Conrad Scott Conrad.Scott@dsl.pipex.com
Mon Jul 1 03:02:00 GMT 2002


"Robert Collins" <robert.collins@syncretize.net> wrote:
> "Corinna Vinschen" <cygwin-patches@cygwin.com> wrote:
> > A change in the concept would eliminate that.  The sender process
> > could start a thread and duplicate all file handlers/HANDLEs.  So
> > the main thread in the sender isn't blocked.  The receiver is
blocked
> > anyway since it has to wait until all file handle information has
> > been correctly transmitted/regenerated.
>
> This is still incomplete, the parent now cannot exit(). I think that
it is a
> reasonable fall-back position for when the cygserver isn't running
though.

If this is a problem, the sender could always create a new process to
hold the handles until the receiver collected them. That sounds a bit
too heavy just to send a file descriptor but I don't expect that it
would done often enough to be unacceptable.
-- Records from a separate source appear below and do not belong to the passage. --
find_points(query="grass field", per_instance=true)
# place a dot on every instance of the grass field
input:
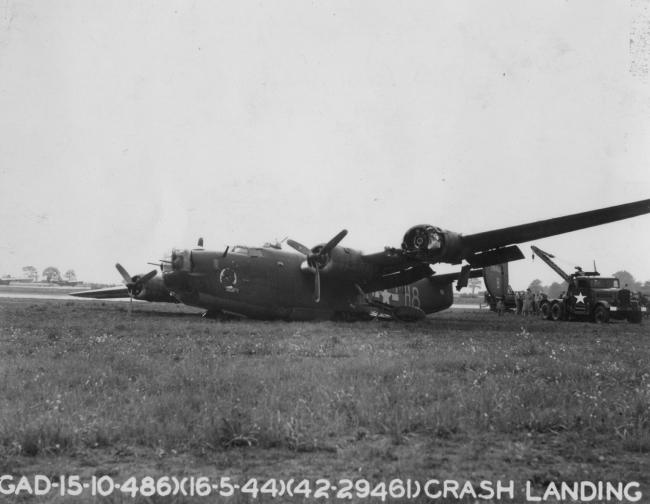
(462, 395)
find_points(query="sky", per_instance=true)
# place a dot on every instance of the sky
(129, 128)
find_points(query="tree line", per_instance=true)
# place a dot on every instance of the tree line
(50, 274)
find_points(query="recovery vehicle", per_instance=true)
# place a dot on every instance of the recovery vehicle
(590, 296)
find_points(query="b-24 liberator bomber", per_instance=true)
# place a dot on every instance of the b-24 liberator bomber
(333, 281)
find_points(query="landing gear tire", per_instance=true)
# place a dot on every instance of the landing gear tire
(556, 312)
(601, 315)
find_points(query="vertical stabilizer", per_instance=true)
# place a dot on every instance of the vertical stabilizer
(496, 280)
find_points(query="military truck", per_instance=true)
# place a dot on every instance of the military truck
(590, 296)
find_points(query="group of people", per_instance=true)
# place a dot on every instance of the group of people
(527, 303)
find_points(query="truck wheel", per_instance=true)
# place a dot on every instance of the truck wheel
(556, 311)
(601, 315)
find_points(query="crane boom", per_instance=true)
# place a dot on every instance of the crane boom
(546, 257)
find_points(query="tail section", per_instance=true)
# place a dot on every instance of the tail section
(498, 286)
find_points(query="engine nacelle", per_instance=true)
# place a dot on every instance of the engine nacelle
(432, 244)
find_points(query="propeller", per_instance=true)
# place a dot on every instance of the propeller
(134, 284)
(318, 257)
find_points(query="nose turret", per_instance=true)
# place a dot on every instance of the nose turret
(176, 274)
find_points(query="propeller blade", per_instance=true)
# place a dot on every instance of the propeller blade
(332, 243)
(299, 247)
(145, 278)
(124, 273)
(316, 284)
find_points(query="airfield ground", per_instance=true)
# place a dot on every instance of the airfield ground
(463, 395)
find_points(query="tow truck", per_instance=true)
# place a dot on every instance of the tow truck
(590, 296)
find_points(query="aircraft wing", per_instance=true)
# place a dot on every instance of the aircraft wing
(430, 245)
(107, 293)
(550, 227)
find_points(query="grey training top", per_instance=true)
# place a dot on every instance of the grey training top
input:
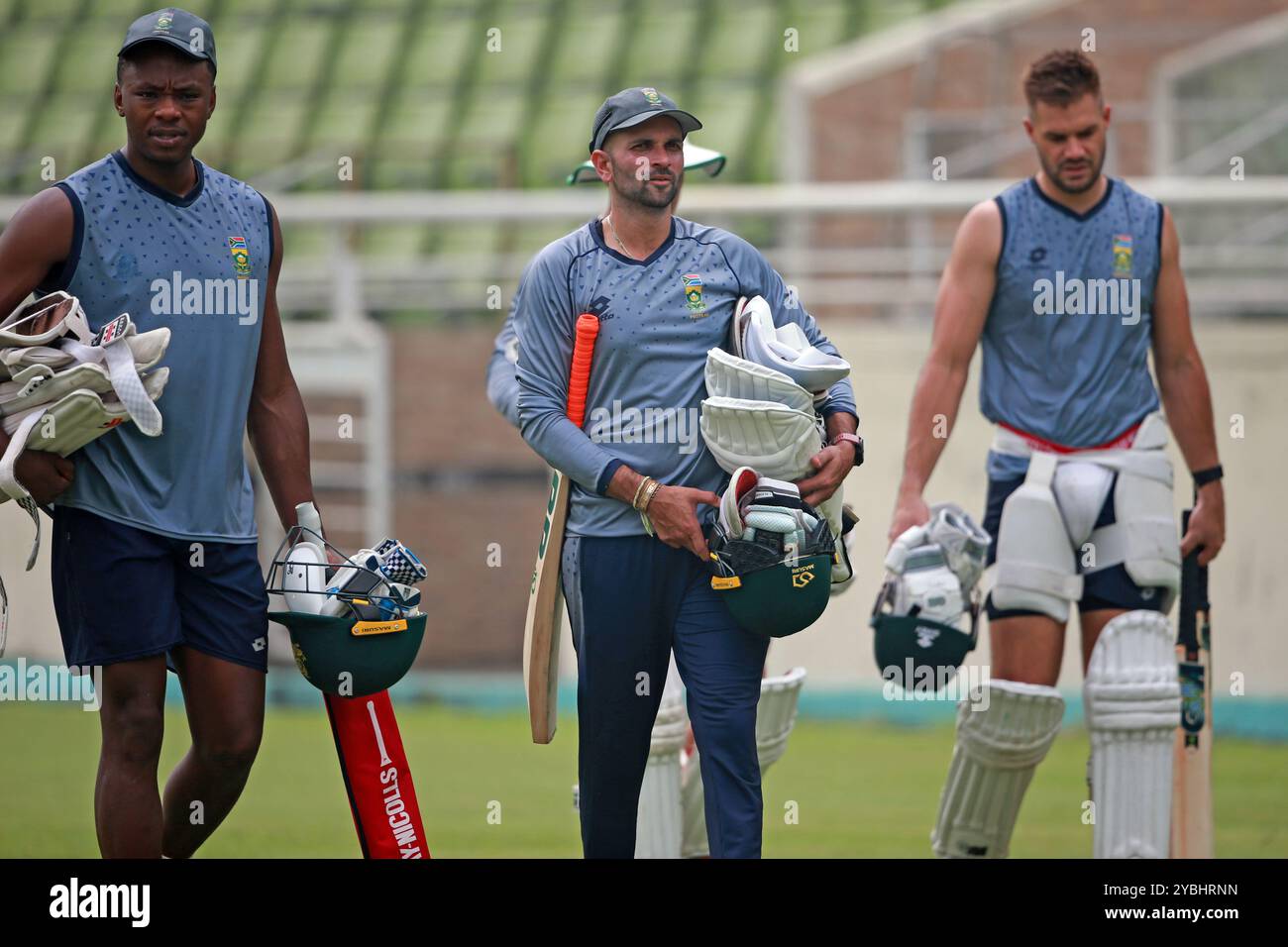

I suppose the issue here is not one of full Posix compliance (as none
of the discussion so far has approached that: e.g. how about sending
the file descriptor of a process's entry in the /proc fs?) but of what
needs to be done to cover enough cases to be useful. Corinna mentioned
that she'd want to use this in sshd (as I understood it): what's the
requirement there? Presumably the daemon's not about to exit and it's
only sending socket file descriptors? (all just guesses). If that
covers most of the uses, a non-cygserver implementation will be good
enough; the cygserver version is just to claim full Posix compliance
(one day) :-)

I lost track in the discussion of why shared memory was needed to pass
information between sender and receiver: why can't the sender just
send the data directly via the socket rather than putting it in shared
memory? The only reason I can see is to get around security issues in
duplicating the handles (i.e. the receiver sending its pid back to the
sender if it can't duplicate them). But the idea of the sender
duplicating its process handle with the relevant permissions would get
around that (?). The information passed could also include (the name
of?) a mutex that (a thread in) the sender waits on to know when it
can close the handles. Or am I missing something?